Microsoft SSPA aplica a todos los proveedores a nivel mundial que procesan Datos Confidenciales y/o Datos Personales de Microsoft bajo los términos de su contrato con Microsoft.

¿Qué son los Datos Confidenciales de Microsoft?

Los Datos Confidenciales de Microsoft son cualquier información que puede resultar en una pérdida significativa de reputación o financiera para Microsoft si su confidencialidad o integridad se ve comprometida. Esto puede incluir:

• Información relacionada con productos de hardware y software de Microsoft
• Datos financieros corporativos no anunciados de Microsoft sujetos a las reglas de la SEC
• Información relacionada con aplicaciones internas de línea de negocio
• Materiales de marketing previos a su lanzamiento
• Claves de licencia de productos
• Documentación técnica relacionada con productos y servicios de Microsoft

¿Qué son los Datos Personales de Microsoft?

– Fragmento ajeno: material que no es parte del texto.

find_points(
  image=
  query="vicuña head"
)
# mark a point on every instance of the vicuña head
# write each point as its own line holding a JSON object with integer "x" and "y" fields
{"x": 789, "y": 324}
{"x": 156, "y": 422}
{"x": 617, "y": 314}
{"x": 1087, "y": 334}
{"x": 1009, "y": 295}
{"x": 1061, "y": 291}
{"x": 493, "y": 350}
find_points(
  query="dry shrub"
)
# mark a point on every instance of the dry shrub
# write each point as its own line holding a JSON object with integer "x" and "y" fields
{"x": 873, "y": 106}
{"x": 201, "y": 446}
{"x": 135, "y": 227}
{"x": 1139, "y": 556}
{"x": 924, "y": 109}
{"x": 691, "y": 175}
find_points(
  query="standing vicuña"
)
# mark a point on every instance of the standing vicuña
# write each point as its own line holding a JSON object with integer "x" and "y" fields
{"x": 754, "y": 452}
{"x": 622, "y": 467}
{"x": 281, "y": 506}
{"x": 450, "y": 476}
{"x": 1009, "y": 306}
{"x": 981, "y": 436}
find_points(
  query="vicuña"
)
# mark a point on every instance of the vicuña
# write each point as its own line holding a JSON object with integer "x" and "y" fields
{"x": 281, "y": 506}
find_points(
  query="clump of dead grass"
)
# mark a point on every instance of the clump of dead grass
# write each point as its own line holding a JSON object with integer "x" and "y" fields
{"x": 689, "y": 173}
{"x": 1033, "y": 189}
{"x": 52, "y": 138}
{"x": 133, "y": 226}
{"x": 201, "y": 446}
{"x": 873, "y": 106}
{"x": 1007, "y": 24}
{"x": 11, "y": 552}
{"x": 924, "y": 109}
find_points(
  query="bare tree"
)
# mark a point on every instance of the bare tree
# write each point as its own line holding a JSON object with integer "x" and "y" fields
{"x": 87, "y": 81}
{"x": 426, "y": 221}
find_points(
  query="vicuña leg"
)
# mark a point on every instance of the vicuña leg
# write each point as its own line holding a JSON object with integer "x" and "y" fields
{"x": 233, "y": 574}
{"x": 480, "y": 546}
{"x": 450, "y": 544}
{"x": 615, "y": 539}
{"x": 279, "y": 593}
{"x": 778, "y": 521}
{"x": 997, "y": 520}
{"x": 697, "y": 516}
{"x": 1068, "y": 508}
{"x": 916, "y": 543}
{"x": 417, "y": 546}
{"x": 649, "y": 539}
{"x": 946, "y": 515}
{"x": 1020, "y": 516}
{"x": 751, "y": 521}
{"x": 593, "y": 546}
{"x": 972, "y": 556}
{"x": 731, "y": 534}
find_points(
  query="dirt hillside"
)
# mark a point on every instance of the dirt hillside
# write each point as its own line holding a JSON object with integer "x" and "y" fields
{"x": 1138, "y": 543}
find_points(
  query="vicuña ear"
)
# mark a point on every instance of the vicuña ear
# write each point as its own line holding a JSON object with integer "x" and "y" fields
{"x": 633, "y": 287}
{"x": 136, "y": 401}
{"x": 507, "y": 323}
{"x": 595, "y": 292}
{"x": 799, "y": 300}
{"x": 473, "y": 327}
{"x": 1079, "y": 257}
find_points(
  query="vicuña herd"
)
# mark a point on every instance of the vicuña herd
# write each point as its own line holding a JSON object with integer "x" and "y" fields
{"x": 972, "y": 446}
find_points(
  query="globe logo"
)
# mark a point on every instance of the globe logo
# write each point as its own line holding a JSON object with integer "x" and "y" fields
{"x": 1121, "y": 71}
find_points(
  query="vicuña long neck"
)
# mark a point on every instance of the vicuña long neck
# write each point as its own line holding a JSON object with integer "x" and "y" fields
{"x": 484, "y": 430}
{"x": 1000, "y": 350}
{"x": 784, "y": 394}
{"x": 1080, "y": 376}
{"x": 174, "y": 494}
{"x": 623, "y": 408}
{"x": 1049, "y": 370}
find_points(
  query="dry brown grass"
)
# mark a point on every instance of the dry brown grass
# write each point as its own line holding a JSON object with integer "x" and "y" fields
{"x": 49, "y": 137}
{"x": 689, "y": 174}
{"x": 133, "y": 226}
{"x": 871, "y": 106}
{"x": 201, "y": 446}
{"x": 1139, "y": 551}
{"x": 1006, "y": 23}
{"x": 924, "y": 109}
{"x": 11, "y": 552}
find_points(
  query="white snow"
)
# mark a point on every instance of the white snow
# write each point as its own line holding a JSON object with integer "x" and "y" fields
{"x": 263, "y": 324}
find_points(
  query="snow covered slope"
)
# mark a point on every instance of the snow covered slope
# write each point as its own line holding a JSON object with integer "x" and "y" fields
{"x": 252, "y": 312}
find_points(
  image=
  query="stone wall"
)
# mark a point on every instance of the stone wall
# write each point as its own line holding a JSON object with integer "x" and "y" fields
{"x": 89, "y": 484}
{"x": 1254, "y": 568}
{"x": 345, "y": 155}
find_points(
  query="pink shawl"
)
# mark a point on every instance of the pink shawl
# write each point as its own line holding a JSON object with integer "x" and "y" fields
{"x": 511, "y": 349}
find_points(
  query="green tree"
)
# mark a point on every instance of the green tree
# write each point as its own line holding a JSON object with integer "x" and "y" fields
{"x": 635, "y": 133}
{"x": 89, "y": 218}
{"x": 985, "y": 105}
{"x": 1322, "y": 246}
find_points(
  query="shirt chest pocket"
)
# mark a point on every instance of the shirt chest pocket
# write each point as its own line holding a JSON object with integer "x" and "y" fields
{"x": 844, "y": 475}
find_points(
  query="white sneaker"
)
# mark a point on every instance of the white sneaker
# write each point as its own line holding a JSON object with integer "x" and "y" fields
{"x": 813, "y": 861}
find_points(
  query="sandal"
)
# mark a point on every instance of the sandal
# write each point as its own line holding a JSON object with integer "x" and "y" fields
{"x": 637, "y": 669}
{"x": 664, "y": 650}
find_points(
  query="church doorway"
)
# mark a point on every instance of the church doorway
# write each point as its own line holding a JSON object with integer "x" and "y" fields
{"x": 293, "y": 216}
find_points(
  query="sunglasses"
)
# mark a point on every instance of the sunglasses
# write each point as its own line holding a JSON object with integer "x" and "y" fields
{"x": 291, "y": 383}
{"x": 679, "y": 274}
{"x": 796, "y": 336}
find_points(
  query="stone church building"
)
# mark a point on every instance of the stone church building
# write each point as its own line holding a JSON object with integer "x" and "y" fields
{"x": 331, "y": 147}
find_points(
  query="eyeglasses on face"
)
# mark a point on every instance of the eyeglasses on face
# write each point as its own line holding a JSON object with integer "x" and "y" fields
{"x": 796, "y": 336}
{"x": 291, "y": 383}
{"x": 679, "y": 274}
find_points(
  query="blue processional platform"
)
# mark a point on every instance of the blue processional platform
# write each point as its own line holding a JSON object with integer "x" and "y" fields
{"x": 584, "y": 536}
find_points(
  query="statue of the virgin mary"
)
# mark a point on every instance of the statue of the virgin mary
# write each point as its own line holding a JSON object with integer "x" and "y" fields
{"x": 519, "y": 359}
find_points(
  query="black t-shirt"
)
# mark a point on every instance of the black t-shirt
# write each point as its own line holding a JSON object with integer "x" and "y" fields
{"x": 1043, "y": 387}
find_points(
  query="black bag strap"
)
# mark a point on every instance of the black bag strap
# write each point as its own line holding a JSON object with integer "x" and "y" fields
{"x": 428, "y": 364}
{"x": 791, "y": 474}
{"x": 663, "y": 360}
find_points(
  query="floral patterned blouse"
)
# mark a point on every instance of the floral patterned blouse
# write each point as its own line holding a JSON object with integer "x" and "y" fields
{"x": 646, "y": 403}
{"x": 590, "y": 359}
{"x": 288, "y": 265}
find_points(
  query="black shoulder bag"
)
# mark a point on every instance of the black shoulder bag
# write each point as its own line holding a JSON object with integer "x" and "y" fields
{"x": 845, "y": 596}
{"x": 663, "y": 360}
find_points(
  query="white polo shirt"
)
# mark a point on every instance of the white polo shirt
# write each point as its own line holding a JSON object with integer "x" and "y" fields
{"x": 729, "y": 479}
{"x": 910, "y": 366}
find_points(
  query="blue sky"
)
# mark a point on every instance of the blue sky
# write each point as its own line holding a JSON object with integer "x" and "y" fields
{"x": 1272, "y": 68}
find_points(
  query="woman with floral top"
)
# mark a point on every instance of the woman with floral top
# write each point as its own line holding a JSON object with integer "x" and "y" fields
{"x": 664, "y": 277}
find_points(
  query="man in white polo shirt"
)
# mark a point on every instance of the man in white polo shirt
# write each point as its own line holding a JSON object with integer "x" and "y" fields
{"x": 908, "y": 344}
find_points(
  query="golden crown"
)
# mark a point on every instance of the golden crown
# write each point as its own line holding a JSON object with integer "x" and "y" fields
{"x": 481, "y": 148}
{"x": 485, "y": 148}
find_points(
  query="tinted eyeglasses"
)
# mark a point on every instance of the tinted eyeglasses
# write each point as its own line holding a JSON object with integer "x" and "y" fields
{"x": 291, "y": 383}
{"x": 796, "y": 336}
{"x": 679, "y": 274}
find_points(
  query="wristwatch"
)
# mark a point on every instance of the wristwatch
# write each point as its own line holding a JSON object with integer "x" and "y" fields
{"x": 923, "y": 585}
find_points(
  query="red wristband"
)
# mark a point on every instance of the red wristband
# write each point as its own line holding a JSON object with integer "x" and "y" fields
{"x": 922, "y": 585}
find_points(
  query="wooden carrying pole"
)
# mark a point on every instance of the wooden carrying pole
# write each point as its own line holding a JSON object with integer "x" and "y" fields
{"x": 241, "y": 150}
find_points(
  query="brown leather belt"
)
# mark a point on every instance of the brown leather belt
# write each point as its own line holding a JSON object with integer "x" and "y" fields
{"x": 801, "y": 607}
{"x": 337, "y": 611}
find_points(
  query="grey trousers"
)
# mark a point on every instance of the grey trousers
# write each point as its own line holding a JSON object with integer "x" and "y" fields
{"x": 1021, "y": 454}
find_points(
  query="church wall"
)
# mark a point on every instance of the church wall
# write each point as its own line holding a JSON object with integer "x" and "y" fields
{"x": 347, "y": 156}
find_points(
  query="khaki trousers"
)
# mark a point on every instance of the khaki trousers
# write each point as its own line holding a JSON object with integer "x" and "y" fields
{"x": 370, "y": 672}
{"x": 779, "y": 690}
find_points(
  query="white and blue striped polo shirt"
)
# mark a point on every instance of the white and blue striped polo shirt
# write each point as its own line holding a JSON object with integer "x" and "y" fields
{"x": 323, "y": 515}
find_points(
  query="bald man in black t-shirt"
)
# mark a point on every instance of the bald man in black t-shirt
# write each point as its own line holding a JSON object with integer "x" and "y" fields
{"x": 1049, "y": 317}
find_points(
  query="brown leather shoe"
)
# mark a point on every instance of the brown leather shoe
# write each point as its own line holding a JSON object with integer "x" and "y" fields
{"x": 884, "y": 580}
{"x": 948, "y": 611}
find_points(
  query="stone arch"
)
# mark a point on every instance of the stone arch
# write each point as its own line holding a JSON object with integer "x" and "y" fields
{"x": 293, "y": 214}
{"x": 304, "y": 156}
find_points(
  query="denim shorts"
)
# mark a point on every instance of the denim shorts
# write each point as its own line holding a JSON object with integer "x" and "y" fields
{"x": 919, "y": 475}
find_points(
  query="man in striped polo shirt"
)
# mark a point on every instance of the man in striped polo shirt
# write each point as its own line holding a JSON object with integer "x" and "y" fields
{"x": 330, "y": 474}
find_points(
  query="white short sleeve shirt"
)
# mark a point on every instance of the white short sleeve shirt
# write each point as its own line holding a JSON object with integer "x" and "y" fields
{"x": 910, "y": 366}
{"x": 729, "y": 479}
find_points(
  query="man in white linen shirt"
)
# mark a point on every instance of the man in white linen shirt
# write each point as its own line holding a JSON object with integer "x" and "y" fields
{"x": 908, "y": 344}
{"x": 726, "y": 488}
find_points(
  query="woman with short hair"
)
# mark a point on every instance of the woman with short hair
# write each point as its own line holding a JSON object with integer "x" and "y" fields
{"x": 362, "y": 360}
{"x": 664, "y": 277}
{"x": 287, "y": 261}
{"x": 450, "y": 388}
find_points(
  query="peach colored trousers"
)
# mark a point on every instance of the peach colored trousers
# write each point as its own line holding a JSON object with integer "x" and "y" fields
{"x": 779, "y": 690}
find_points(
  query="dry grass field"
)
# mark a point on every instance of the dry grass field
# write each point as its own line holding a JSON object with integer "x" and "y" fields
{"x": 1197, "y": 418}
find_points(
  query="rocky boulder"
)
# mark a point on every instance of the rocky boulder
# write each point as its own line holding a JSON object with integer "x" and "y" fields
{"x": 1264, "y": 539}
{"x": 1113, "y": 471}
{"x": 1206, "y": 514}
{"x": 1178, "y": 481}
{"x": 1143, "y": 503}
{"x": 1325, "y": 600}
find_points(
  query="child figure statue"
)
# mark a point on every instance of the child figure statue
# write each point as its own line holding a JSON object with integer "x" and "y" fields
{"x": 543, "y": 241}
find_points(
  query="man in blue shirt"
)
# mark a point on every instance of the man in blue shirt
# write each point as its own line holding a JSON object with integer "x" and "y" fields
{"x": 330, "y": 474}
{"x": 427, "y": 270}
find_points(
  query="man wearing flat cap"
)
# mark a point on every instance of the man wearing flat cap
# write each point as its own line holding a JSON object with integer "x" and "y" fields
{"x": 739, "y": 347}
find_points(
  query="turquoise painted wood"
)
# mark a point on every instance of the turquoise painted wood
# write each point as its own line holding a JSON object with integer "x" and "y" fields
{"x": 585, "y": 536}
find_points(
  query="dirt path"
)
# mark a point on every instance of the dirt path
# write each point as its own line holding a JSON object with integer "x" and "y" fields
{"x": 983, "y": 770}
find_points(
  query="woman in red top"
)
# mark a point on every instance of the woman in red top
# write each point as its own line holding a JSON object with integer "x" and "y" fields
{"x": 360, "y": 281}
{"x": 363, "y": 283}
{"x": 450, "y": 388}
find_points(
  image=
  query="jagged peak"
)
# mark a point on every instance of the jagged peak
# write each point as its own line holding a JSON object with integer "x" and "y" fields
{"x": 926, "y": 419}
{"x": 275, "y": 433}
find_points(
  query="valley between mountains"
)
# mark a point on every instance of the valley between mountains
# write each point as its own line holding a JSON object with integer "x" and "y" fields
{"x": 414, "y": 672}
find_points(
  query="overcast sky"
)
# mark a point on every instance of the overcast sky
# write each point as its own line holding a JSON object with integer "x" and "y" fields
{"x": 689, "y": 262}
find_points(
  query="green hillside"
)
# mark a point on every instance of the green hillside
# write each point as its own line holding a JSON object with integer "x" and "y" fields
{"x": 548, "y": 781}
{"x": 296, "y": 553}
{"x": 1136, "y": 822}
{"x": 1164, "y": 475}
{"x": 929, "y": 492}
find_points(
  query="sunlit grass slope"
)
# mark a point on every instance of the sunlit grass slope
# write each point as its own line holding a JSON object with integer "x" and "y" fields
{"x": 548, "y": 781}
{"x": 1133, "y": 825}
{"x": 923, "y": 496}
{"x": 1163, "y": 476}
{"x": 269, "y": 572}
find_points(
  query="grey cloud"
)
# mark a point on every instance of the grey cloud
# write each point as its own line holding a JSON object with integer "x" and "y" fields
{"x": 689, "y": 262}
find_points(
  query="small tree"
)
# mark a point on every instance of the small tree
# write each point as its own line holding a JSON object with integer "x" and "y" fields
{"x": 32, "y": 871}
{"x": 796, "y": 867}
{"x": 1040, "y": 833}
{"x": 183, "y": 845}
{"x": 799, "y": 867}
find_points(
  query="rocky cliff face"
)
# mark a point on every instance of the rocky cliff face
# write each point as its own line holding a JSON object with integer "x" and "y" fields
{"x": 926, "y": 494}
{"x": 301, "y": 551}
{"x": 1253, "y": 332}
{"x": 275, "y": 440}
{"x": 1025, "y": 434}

Los Datos Personales de Microsoft son cualquier dato personal (es decir, información relacionada con un sujeto de datos) que es procesado por o en nombre de Microsoft. Este tipo de datos se clasifica en cinco categorías principales:

• Datos sensibles, como datos relacionados con niños y datos genéticos, biométricos o de salud
• Datos capturados y generados, como dirección IP y verificación de antecedentes de empleados
• Datos de cuenta, como número de tarjeta de crédito y fecha de vencimiento
• Datos de cliente en línea, como datos de facturación u otros datos de cuenta y registro/encuestas de eventos/entrenamiento
• Información de salud protegida

Requisitos de Protección de Datos para Proveedores de Microsoft (DPR)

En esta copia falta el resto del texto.